03/09/2025
On January 5, 1984, two people arrived in Israel from the Netherlands to receive official recognition as Righteous among the Nations (or Righteous Gentiles). A Righteous Gentile is a non-Jewish person who saved a Jewish person during the Holocaust. The two people from Holland were Aag (female) and Niek (male) Schouten; two people whom they saved were my mother, Ilse Rothschild, and my father, Max Rothschild. There were others.
The governmental organization, Yad Vashem, which conferred the medal and certificate to the Schoutens, also planted a tree in their honor and added their name to the list of Righteous among the Nation etched into memorial stones.
After the outdoor ceremonies, my parents with our extended family, plus Niek and Aag, entered a special hall where Niek was invited to speak.
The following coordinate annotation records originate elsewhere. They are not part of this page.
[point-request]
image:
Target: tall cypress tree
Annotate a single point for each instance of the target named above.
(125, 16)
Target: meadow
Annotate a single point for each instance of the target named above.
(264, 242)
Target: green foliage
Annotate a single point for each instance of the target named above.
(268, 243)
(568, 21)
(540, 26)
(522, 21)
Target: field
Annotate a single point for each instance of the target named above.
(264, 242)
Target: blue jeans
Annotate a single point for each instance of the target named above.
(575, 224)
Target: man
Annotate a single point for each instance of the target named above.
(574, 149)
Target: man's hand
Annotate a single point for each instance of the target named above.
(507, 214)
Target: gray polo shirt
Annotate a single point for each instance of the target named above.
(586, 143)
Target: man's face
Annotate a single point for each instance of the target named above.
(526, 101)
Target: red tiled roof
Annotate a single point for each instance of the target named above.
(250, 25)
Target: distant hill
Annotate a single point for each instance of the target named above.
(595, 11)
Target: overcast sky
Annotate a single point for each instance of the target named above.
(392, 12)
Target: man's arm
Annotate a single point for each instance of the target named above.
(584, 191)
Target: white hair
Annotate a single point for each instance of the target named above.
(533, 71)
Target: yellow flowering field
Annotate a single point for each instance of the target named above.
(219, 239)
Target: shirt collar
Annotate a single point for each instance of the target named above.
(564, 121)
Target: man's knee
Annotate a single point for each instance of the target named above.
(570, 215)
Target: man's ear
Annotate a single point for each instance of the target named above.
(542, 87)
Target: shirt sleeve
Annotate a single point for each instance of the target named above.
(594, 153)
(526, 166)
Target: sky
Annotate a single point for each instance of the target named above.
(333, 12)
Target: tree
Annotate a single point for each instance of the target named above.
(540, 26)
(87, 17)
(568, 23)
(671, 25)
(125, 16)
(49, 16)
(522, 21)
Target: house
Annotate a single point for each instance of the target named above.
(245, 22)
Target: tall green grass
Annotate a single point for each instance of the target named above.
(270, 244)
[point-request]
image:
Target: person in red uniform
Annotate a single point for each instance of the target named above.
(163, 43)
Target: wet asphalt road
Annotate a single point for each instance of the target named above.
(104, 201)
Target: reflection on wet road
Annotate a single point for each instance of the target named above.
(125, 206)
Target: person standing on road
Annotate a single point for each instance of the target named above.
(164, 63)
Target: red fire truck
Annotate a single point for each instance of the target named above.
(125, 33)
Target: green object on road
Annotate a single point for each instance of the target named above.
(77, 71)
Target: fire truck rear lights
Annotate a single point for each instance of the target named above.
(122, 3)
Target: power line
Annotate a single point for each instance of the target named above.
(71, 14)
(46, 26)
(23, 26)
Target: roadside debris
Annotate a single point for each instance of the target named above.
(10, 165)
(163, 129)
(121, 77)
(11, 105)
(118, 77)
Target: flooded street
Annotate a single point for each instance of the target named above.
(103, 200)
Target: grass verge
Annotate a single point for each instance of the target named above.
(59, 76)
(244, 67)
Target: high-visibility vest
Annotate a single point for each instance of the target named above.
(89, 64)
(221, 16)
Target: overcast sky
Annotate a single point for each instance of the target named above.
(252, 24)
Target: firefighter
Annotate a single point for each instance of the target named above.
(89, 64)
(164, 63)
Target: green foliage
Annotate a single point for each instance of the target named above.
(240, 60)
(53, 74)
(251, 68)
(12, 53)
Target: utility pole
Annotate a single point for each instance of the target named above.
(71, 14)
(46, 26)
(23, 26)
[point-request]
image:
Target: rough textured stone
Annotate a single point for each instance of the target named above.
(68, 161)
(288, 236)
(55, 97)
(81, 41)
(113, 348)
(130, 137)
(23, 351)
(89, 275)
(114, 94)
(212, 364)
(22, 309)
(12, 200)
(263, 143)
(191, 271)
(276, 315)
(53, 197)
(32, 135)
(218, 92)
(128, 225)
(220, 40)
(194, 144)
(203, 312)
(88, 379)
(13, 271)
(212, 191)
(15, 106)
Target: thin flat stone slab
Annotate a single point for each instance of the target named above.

On the dais were members of a second Dutch family who also were being honored. The people being recognized did not know Hebrew, and only some of the audience knew Dutch, but a great deal was communicated, nevertheless.
Since then, Yad Vashem's research department has published two large volumes of Dutch rescuers, listed alphabetically in the Encyclopedia of the Righteous among the Nations: Rescuers of Jews during the Holocaust. The Schoutens are included in the book along with a description of their courageous activities. Those rescuers who have not been nominated or could not be documented are not mentioned, suggesting that there were many more rescuers than those listed.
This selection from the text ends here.